Questi ultimi meritano un’attenzione particolare. Essi si caratterizzano per il fatto di avere quale obiettivo di replicare l’andamento di un titolo o indice di riferimento, non di batterlo. Dunque, un Etf sull’indice SP 500 implica che il fondo ha come obiettivo quello di realizzare in favore dei clienti lo stesso risultato prodotto dal listino americano.
Andiamo adesso a analizzare il regime di tassazione del risparmio gestito, come disciplinato dal TUIF. In questo caso, l’investitore delega l’intermediario per l’esecuzione degli adempimenti fiscali. Le imposte sono calcolate sul risultato netto della gestione.
Il complesso dei redditi incassati o maturati nel corso dell’anno, interessi, dividendi e plusvalenze, è soggetto a un’aliquota del 26%, 12,5% nel caso di titoli di stato, con la possibilità per l’investitore di compensare le eventuali minusvalenze accusate nel periodo. Se il saldo è negativo, minusvalenze superiori alle plusvalenze, questo potrà essere scomputato dalle plusvalenze realizzate nei quattro anni successivi.
L’imposta è versata al Fisco dall’intermediario che gestisce i risparmi e risulta essere calcolata sul risultato netto della gestione maturato, ovvero confrontando il valore del portafoglio di investimenti al termine dell’esercizio con quello iniziale. Dunque, l’investitore è sgravato da ogni onere legato agli adempimenti fiscali, ricadendo questi in capo all’intermediario. Gode anche dell’anonimato.
La conseguenza di questo metodo di calcolo è che vengono tassate le plusvalenze maturate, anche se non effettivamente incassate dall’investitore, in quanto si effettua il confronto tra il valore finale e quello iniziale del portafoglio investito. L’intermediario potrà così compensare guadagni e perdite del cliente, anche se frutto di redditi da capitale e redditi diversi.

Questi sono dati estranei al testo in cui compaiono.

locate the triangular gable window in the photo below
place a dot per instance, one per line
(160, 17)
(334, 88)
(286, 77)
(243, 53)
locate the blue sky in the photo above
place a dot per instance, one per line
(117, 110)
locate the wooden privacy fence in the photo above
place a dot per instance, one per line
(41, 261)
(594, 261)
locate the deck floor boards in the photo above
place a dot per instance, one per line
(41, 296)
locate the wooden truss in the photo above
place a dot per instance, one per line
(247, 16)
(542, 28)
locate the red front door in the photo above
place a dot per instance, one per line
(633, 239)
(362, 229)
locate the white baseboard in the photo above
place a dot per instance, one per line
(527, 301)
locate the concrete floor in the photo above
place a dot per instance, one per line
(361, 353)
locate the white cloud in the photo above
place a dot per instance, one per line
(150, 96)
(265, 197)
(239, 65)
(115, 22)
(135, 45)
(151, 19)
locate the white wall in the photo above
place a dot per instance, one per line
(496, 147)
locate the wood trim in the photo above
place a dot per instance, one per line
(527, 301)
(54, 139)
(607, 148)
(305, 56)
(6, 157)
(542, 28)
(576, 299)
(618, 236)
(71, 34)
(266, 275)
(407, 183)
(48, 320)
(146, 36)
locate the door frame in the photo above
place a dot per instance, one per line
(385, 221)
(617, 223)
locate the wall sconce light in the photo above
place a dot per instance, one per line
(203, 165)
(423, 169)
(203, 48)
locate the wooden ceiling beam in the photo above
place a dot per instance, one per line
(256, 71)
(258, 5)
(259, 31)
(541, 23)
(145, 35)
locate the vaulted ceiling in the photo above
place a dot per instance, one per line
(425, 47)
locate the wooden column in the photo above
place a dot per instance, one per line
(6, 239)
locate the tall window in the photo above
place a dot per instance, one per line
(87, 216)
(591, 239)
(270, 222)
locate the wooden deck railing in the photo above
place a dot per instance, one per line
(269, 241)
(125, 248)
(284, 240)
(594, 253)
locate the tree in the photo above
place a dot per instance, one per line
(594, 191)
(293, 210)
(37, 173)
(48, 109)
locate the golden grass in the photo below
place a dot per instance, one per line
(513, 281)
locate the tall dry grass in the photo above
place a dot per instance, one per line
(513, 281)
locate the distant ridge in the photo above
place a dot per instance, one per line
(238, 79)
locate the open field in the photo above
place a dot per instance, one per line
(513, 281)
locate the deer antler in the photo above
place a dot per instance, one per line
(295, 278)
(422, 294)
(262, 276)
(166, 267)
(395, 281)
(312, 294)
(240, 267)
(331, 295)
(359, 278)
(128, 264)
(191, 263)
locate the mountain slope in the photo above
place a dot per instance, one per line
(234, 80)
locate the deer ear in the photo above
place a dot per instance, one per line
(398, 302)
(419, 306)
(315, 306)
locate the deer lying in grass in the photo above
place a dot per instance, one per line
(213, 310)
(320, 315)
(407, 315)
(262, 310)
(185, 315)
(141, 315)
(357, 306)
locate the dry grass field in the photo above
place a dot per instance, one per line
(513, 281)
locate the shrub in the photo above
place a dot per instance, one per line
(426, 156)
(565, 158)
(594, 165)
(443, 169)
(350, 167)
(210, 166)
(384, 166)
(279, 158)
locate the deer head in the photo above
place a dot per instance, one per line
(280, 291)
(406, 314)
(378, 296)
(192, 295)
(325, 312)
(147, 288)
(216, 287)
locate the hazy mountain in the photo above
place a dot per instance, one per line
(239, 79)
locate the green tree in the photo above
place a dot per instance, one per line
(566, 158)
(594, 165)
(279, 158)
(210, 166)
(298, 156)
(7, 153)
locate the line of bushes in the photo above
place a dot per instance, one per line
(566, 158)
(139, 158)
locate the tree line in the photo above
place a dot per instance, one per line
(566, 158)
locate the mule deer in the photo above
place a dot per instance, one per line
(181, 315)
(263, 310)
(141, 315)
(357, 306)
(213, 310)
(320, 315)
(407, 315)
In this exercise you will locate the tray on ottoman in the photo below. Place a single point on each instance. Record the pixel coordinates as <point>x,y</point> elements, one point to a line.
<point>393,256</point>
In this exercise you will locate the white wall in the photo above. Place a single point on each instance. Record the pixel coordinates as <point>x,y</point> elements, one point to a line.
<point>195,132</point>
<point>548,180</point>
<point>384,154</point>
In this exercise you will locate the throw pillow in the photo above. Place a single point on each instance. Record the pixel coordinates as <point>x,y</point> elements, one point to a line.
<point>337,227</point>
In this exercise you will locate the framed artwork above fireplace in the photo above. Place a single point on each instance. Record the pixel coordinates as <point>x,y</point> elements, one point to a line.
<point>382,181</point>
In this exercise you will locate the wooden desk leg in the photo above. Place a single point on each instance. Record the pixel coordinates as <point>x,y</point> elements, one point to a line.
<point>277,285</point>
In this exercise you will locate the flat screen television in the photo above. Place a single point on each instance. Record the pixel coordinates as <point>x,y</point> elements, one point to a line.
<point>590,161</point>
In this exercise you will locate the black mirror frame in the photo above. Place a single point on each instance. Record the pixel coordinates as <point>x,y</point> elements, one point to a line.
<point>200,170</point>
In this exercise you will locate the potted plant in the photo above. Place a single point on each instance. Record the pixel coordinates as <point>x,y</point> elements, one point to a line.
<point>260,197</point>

Esistono anche altri costi legati all’investimento del risparmio gestito, indipendentemente dal conseguimento o meno di un risultato positivo. Trattasi delle commissioni, che rappresentano per l’intermediario la remunerazione per l’attività svolta. Le commissioni possono essere di diversa natura. Alcune sono volte ad incentivare un investimento di lungo periodo, prevedendo quote di ingresso elevate, seguite da costi successivi nulli o contenuti.
La ragione per cui il risparmio gestito possa essere una soluzione ottimale per il piccolo investitore è che esso consente di mettere a frutto anche poche risorse, in quanto queste vengono gestite non individualmente, ma all’interno di una massa più grande, quella raccolta tra tutti i clienti aderenti. Grazie a questo metodo, i costi dell’investimento si abbassano e così anche i rischi, dato che a differenza di un singolo atto d’investimento, si tratta di convogliare sui mercati un’elevata liquidità, da ripartire tra le tipologie di asset previste per contratto.
Infine, vi proponiamo un chiarimento, ovvero quale sia la differenza tra risparmio gestito e risparmio amministrato. In questo secondo caso, gli adempimenti fiscali ricadono in capo all’intermediario, che si occupa dell’attività di gestione, ma le decisioni di investimento restano nella sfera discrezionale del cliente. Dunque, mentre nel risparmio gestito è l’intermediario a decidere come investire le risorse raccolte tra la clientela, in quello amministrato il sovrano nelle decisioni resta l’investitore.